Exceptional efficiency and precision

“Incredibly, our speech engine can produce emotional, lifelike sounds from just a 15-second sample,” the company said in a recent report. blog post.

Also read: Microsoft and OpenAI to launch $100 billion AI data center project to house ‘Stargate’ supercomputer

OpenAI’s speech engine and industry standards

In comparison, existing AI voice platforms such as Laboratory Eleven Typically longer samples are needed, and its instant voice cloning tool requires at least a minute of audio to run. For best results, it is recommended to speak continuously for approximately 10 minutes, especially for professional-level services.

OpenAI demonstrated the capabilities of its speech engine through various demonstrations, including a poignant example of using old recordings from a school project to replicate the voice of a young patient who had lost much of his ability to speak due to a brain tumor. The technology allows her to communicate using her voice, a feat made possible through a partnership with Lifespan, a nonprofit affiliated with Brown University School of Medicine.

Also Read: iOS 18 at WWDC 2024: Features, AI upgrades, release date, supported devices and more

Additionally, OpenAI revealed partnerships with: Heygendemonstrates how speech engines facilitate natural translation of speech from one language to another.

Also read: Apple may soon offer ‘Topography’ on iPhone, Macbook: What it is and all the details

According to OpenAI, the speech engine was originally developed in late 2022 and has been integrated into the preset voices provided in OpenAI’s text-to-speech API and ChatGPT’s speech and reading capabilities. With these latest developments, the company is proceeding with caution before a wider launch.

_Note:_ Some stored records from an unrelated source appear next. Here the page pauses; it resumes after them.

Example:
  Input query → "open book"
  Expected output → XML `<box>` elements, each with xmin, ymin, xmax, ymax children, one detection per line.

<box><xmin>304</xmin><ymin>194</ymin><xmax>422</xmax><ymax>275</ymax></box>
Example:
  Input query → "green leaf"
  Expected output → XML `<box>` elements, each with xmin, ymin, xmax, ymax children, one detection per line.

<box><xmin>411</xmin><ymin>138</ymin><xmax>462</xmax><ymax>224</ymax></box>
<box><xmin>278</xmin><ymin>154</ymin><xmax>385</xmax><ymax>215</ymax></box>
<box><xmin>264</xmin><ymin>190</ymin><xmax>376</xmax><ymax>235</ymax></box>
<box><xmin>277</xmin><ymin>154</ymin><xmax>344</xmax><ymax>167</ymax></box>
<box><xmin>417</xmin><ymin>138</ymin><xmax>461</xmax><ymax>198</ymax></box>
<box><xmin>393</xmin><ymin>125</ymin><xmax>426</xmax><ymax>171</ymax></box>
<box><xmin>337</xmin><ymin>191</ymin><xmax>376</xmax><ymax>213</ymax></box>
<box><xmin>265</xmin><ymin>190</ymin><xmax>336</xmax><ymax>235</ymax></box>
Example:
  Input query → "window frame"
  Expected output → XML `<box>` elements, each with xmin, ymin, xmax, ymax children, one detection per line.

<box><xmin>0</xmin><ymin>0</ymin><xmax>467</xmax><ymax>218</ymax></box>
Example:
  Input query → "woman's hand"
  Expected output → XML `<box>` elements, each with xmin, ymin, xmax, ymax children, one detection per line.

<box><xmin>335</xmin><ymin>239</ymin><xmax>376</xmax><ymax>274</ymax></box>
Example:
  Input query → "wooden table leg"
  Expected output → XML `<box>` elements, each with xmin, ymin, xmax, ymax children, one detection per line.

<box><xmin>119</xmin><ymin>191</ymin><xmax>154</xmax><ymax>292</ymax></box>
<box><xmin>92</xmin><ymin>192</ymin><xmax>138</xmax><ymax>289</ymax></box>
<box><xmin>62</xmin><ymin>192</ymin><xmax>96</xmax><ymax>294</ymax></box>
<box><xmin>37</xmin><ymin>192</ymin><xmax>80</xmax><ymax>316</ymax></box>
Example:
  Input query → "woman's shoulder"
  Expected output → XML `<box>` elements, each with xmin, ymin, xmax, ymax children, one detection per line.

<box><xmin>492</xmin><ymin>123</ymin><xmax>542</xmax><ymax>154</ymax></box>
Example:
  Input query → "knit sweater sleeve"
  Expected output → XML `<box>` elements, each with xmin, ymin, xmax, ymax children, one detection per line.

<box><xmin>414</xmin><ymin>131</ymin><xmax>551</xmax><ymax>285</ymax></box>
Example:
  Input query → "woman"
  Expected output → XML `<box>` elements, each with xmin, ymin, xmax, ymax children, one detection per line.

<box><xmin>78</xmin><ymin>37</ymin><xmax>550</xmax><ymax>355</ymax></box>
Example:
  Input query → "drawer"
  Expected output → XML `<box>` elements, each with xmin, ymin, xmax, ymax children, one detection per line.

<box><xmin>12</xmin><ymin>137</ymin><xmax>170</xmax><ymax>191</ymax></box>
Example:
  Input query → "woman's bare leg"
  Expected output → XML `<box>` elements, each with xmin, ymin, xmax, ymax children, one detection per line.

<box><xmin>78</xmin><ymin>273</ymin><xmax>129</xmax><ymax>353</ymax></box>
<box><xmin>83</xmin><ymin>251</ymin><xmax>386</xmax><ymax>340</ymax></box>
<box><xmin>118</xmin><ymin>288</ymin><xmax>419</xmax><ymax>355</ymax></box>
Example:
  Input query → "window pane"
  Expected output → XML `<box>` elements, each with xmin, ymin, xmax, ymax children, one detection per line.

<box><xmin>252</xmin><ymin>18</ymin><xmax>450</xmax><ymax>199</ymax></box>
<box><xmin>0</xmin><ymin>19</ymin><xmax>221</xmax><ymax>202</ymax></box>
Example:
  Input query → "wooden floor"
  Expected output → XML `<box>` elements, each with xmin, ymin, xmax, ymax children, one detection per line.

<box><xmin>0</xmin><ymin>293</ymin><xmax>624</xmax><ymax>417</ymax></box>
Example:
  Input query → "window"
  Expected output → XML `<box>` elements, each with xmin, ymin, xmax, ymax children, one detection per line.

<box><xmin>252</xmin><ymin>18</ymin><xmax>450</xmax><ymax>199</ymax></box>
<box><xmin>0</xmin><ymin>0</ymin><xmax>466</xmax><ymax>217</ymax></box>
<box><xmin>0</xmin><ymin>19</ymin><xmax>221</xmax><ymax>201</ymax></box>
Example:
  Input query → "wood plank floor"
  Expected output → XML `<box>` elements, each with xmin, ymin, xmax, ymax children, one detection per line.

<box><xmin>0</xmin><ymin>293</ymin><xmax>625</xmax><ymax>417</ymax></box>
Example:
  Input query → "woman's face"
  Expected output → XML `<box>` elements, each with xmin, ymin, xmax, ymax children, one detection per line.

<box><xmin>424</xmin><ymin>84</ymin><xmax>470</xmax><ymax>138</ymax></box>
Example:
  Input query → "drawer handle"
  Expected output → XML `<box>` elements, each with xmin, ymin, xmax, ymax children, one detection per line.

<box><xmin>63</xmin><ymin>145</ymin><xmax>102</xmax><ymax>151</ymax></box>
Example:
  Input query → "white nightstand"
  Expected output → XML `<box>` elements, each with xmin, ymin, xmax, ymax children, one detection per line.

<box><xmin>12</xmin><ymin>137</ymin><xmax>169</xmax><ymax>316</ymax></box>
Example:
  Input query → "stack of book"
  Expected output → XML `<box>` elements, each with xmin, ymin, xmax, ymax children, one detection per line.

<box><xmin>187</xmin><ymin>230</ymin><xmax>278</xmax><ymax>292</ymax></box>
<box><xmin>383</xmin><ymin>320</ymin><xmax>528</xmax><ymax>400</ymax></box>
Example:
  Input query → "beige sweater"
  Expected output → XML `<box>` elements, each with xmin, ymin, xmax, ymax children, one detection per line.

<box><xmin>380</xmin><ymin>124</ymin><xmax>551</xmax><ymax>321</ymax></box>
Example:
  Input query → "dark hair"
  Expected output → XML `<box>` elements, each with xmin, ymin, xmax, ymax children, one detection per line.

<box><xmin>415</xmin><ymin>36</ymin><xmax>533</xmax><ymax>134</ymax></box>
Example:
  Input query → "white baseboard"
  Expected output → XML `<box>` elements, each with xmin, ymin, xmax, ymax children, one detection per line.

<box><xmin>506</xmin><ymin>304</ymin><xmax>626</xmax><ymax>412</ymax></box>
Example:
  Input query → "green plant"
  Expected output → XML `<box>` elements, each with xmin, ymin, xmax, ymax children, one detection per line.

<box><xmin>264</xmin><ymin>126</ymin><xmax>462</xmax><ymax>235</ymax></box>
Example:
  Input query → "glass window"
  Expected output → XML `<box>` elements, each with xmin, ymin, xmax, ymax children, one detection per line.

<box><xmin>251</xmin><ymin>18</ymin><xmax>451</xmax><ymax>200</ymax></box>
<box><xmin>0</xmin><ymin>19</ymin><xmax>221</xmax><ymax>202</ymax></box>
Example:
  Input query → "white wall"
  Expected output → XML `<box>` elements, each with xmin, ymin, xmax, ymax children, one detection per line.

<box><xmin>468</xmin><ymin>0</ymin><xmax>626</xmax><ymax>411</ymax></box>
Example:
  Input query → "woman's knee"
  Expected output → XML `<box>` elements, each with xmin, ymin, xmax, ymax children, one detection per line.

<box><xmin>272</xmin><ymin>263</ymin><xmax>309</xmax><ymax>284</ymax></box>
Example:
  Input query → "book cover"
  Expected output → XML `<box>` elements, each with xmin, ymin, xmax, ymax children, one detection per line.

Follow us on Google news ,Twitter , and Join Whatsapp Group of thelocalreport.in

Surja, a dedicated blog writer and explorer of diverse topics, holds a Bachelor's degree in Science. Her writing journey unfolds as a fascinating exploration of knowledge and creativity.With a background in B.Sc, Surja brings a unique perspective to the world of blogging. Hers articles delve into a wide array of subjects, showcasing her versatility and passion for learning. Whether she's decoding scientific phenomena or sharing insights from her explorations, Surja's blogs reflect a commitment to making complex ideas accessible.